Trevali gets to work on Murray Brook option

By Henry Lazenby in Vancouver / June 15, 2018 / www.mining-journal.com / Article Link

After formalising the 75% Trevali/25% Puma option agreement in March, the partners have now held the first technical committee meeting where an exploration budget of C$1 million was agreed to, to be funded proportionally. 

The Murray Brook deposit comprises 484 hectares and is 10km west of Trevali's Caribou mine and 10km east of Trevali's Restigouche deposit, along the favourable Caribou horizon. 

The overarching goal is to move the deposit to a production decision, and to this end, Trevali will manage the advanced engineering studies and the technical aspects of the programme and Puma will be responsible for the field exploration and geological interpretation.

The plan is to drill five holes to collect samples representative of the various metal domains of the deposit, which include high-grade zinc, lower-grade zinc and high-grade copper and apply the current Caribou mine flow sheet, where the deposit's ore will be treated.

Four holes will also be directed at undertaking a geotechnical survey of the hanging wall and footwall to characterise the host rock to determine whether openpit, underground, or a combination of these mining methods will be suitable to exploit the resource.

Further, certain of these nine holes will be drilled deeper to test the depth extension and along strike of the Murray Brook mineralisation.

The partners will also undertake step-out drilling within 500m of the deposit to test priority targets.

The summer programme also entails trenching on the eastern side of the deposit to locate the Caribou horizon and to generate new targets; initial engineering work to define future production pathway options; and start work with government regulators and agencies on the environmental protocols, bonding and future permitting.

Meanwhile, discussions have already started to define the 2018 and beyond field exploration programs for the strategic exploration alliance in the Restigouche-Armstrong Belt region, which covers more than 32,000ha of prospective land on the northern boundary of the Bathurst Mining Camp.

The partnership aligns with Trevali's stated Bathurst Mining Camp strategy to leverage existing infrastructure and regional operational expertise. The strategy also includes the Halfmile mine and Stratmat and Restigouche projects - exploration and additional study work will be required to prioritise the various projects and determine the actual sequencing of potential production into the Caribou mine life, or after the Caribou mine is depleted.
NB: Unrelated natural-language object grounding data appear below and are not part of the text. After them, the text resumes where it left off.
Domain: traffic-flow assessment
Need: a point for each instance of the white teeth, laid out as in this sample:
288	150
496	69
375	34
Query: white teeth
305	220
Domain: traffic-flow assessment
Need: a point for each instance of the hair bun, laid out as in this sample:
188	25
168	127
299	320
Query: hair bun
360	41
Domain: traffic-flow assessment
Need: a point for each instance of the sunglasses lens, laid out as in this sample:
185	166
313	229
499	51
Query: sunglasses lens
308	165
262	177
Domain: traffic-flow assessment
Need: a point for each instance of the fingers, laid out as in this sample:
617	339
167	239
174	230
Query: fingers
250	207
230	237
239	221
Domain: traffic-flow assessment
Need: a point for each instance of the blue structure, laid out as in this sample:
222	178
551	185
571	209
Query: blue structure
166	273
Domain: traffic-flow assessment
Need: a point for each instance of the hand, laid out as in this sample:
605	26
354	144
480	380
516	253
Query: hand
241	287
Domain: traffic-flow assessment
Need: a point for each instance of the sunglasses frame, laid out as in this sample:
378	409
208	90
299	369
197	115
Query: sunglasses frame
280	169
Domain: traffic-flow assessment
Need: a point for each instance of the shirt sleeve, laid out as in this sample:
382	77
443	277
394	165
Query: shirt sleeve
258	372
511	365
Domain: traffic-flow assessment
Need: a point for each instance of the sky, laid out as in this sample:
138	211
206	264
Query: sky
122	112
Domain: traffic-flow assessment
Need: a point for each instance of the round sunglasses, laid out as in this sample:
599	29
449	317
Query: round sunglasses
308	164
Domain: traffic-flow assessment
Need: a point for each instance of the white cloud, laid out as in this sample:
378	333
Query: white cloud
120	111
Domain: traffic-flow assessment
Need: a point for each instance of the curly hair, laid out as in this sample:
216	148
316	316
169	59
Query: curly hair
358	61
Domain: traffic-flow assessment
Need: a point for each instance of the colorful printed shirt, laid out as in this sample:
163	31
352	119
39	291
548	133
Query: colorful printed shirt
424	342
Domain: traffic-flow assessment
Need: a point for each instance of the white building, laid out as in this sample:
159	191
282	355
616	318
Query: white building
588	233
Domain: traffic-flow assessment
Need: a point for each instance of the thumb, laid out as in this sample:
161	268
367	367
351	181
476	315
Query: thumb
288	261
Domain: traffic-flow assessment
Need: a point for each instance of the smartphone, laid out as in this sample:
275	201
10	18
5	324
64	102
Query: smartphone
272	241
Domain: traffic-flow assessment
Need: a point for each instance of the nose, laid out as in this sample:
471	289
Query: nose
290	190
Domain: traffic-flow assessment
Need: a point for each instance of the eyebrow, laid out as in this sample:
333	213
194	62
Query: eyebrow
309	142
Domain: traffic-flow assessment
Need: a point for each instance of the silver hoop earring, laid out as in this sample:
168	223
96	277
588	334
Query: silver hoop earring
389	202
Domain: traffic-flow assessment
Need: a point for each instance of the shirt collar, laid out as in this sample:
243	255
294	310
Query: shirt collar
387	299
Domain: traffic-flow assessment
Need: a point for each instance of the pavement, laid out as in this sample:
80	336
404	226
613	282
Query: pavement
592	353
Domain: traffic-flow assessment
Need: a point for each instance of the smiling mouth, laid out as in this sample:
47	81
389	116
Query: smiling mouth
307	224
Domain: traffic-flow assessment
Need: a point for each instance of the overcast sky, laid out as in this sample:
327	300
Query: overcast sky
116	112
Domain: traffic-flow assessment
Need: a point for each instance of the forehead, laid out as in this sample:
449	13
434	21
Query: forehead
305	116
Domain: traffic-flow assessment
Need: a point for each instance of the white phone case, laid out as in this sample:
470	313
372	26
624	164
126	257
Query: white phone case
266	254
Subject to confirmation study work and project development, Restigouche and Murray Brook could be sequenced in ahead of Halfmile and Stratmat, owing to its closer proximity to Caribou and easy, paved road access.

Trevali's TSX-quoted equity has been steadily sliding since the start of the year, losing more than 29% in the year-to-date period, as peak pricing for zinc is expected this year. The stock traded 2.73% lower early on Thursday, at C$1.07 a share - C7c from its 52-week low of C$1.01 a share and bringing the company's market value to C$892.35 million.